In dem düsteren »Café Babylon« war es den ganzen Nachmittag still und friedlich gewesen. Die Menschen, die sonst dort verkehrten, waren offenbar müde nach den Vergnügungen des gestrigen Tages. Der Wirt ging gelangweilt umher und spähte nach Gästen aus. Endlich gegen Abend kamen ein paar Gäste vom vorhergehenden Tage. Es waren die beiden fremdartig aussehenden Personen. Sie schienen beide mit dem Zug gekommen zu sein, denn sie fanden sich unmittelbar nach Ankunft des Zuges im Kruge ein. Tatsächlich war nur der eine von ihnen mit dem Zug gekommen, der andere war ihm entgegengegangen; es waren der Mann mit dem Halstuch und sein Kamerad. Sie setzten sich still in eine Ecke und bestellten sich Schnaps. Es hatte den Anschein, als ob sie wichtige Geschäfte miteinander zu verhandeln hätten, denn sie sprachen sehr leise. Der Wirt erlaubte sich einmal, ihrem Gespräch zu lauschen, und bemerkte, daß sie eine komische Sprache redeten, die weder dänisch noch schwedisch noch deutsch war, die aber etwas an die Sprache erinnerte, die von den eingewanderten Polacken auf den Gehöften gesprochen wurde. Daraus schloß der Wirt, daß sie Polacken wären, die in die Gegend gekommen seien, um Arbeit zu suchen. So sahen sie auch aus.
Inzwischen verstrich die Zeit. Da bezahlten die beiden Polacken, erhoben sich und gingen fort. Der Wirt sah ihnen nach. Sie verschwanden zwischen den dunklen Bäumen.
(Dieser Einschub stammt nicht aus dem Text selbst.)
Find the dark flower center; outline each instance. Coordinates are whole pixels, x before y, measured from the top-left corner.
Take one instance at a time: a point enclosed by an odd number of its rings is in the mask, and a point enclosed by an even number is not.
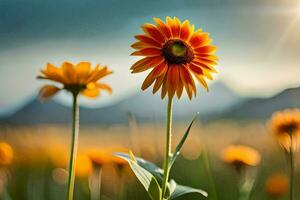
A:
[[[170,64],[185,64],[194,59],[192,48],[179,39],[167,41],[162,48],[162,52]]]

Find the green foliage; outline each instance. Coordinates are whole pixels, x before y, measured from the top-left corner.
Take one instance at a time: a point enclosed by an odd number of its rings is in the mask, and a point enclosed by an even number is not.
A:
[[[180,154],[180,150],[186,141],[188,134],[191,130],[191,127],[196,119],[196,116],[188,126],[185,134],[183,135],[182,139],[178,143],[175,154],[171,158],[171,162],[169,167],[171,168],[177,159],[178,155]],[[125,154],[125,153],[117,153],[116,156],[126,160],[138,180],[141,182],[143,187],[148,192],[149,196],[152,200],[161,200],[162,198],[162,177],[163,177],[163,170],[156,166],[155,164],[146,161],[142,158],[135,157],[132,153]],[[200,189],[195,189],[183,185],[177,184],[174,180],[171,180],[168,183],[167,192],[164,196],[164,200],[172,200],[176,199],[177,197],[181,197],[186,194],[190,193],[197,193],[201,196],[207,197],[207,193]]]
[[[195,122],[196,118],[198,116],[198,113],[196,114],[196,116],[193,118],[193,120],[191,121],[190,125],[188,126],[187,130],[185,131],[183,137],[181,138],[180,142],[178,143],[178,145],[176,146],[176,149],[175,149],[175,152],[173,154],[173,156],[171,157],[171,161],[169,163],[169,168],[171,169],[174,162],[176,161],[177,157],[180,155],[180,150],[181,148],[183,147],[189,133],[190,133],[190,130],[193,126],[193,123]]]

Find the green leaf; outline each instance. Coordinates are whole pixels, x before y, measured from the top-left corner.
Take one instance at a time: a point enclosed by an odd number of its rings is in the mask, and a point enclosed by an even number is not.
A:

Die Uhr war jetzt elf. Zu dieser Zeit saß der Polizeileutnant in seinem Hotelzimmer und zählte die Minuten. Auf den öden und dunklen Landstraßen in Nordseeland fuhr das Automobil des Advokaten in rasender Eile dahin. Die Uhr ging auf zwölf. Die Mitternachtsstunde näherte sich. Der Polizeileutnant verließ sein Hotelzimmer. In der Villa waren die Dienstboten zu Bett gegangen. Durch die Fenster in Frau Gades Boudoir leuchtete die dunkelrote Ampel. Der Advokat fuhr und fuhr auf weiten Landstraßen.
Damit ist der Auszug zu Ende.